Author - March 20, 2018
Share on FacebookTweet about this on TwitterShare on Google+Pin on PinterestEmail this to someone

Mungkin sudah banyak yang tahu Bebek Kaleyo. Bisa dibilang sebagai salah satu pioneer ramainya kuliner perbebekan di nusantara. Review ini sebenarnya sudah saya tulis sekitar tiga tahun lalu saat kuliner bebek lagi ramai-ramainya, tapi entah kenapa tertunda terus untuk diselesaikan, jadi harap maklum kalau infonya telat hehehe.

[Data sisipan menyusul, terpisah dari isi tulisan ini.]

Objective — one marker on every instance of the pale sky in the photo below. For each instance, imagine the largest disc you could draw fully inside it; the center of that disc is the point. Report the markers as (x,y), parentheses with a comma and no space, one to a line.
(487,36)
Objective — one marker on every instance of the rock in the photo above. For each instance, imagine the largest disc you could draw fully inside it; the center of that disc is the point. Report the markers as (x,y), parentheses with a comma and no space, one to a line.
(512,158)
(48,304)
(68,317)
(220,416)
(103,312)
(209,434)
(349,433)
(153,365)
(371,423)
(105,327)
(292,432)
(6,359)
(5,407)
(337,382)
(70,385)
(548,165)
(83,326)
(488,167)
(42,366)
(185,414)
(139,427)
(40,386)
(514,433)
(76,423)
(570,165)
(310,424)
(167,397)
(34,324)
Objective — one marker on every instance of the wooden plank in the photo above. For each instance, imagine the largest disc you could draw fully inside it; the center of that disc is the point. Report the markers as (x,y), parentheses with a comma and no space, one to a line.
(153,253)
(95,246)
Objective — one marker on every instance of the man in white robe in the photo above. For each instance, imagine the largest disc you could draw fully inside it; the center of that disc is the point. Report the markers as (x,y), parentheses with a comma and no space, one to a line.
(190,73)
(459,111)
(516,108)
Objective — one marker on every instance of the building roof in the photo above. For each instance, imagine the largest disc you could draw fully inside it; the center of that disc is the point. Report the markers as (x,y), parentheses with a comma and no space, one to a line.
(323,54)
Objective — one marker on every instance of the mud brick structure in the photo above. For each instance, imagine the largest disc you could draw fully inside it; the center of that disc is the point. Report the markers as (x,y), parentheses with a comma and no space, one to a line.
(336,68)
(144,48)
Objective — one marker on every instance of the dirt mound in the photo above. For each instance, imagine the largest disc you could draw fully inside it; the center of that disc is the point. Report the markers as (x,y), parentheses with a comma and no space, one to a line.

Saya sering melewati resto Bebek Kaleyo di Cempaka Putih yang kebetulan lokasinya dekat rumah, ramenya ampun-ampun, dan hampir selalu bikin macet sepanjang jalan. Saking ramenya sampe ga minat buat mampir.

Kebetulan ada undangan bukber disana, bukan Bebek Kaleyo di Cempaka Putih sih, tapi di cabang Rawamangun, jadilah sekalian icip-icip dan wisata kuliner.

bebek kaleyo

(kaleyo.com)

Menu Bebek Kaleyo

Ternyata tempatnya sama aja ramenya, cuma sempat agak sepi dikit karena saya datang setelah jam buka puasa. Tempatnya juga agak semrawut, agak remang-remang, dan riuh karena ada live music. Saya bersama suami memesan dua menu, bebek kremes dan bebek cabe ijo. Pas mesen sempat ditanya mau bebek muda apa ngga? Katanya sih yang muda ukurannya lebih gede dengan harga lebih mahal, kami pilih yang biasa saja sesuai harga di menu.

menu bebek kaleyo

(kaleyo.com)

Review Bebek Kaleyo

Saat pesanan kami dateng, saya langsung komentar, lah bebeknya kecil amaatt, ikutan puasa apa kali ya itu bebek-bebek sampe ukurannya segitu wkwkwk. Beda sama gambar dimenunya deh. Sayurnya pun seuprit, nasinya juga, bebek cabe ijonya enak tapi ya enak aja ga seberapa nendang. Daripada sambel cabe ijonya malah lebih enak sambel bawang yang dimeja. Pesenan suami si bebek kremes juga sebelas-duabelas rasanya.

gambar bebek kaleyo

Ayamnya kurang lebih sekecil ini lah, apa lebih kecil lagi ya? Waktu itu ga kepikir foto jadi ga ada foto aslinya 😂 . (zomato)

Saya menebak-nebak apakah karena jam buka puasa dan tamunya lebih ekstra daripada biasanya jadi porsinya dikecilkan? Entahlah.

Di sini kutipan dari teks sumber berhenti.